3.2.2. Ten aanzien van de aangifte IB 1996/VB 1997 van 3 juli 1998 constateert de rechtbank dat deze vergezeld is gegaan van een bijlage, waarin onder meer is aangegeven dat verdachte van oordeel is dat hij in het jaar 1996 ingezetene was van het Verenigd Koninkrijk. De bijlage vervolgt dan:
"De aangifte IB 1996/VB 1997 (B-biljet) is dientengevolge ingevuld als betrof het een C-biljet. Uiteraard is de heer [verdachte] bereid - indien U dat wenst - het aangiftebiljet als B-biljet in te vullen.
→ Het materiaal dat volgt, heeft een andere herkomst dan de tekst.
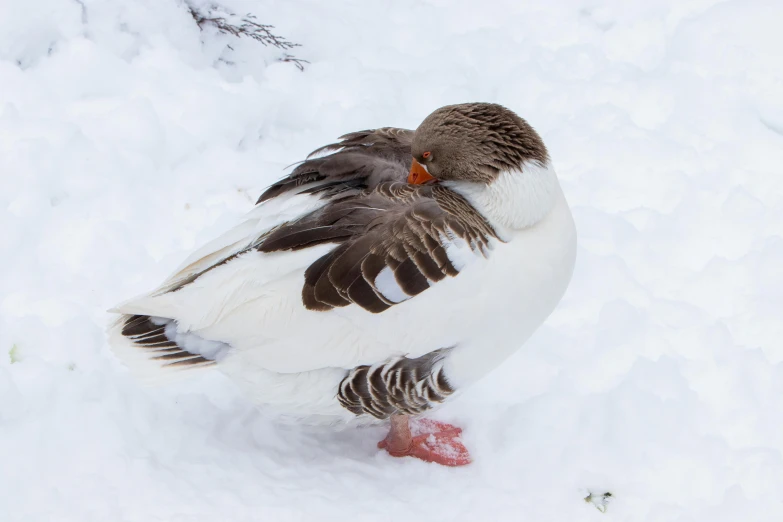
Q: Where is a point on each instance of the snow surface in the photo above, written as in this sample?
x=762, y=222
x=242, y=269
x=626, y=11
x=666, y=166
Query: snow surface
x=127, y=139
Het lijkt redelijk dat zulks eerst geschiedt nadat U kenbaar hebt gemaakt daar prijs op te stellen omdat U de heer [verdachte] toch als binnenlands belastingplichtige aanmerkt."
Gezien dit geciteerde voorbehoud is de rechtbank van oordeel dat bij genoemde aangifte de opzet tot het doen van een onjuiste of onvolledige aangifte ontbreekt.
De rechtbank zal verdachte dan ook vrijspreken van dit deel van de telastelegging.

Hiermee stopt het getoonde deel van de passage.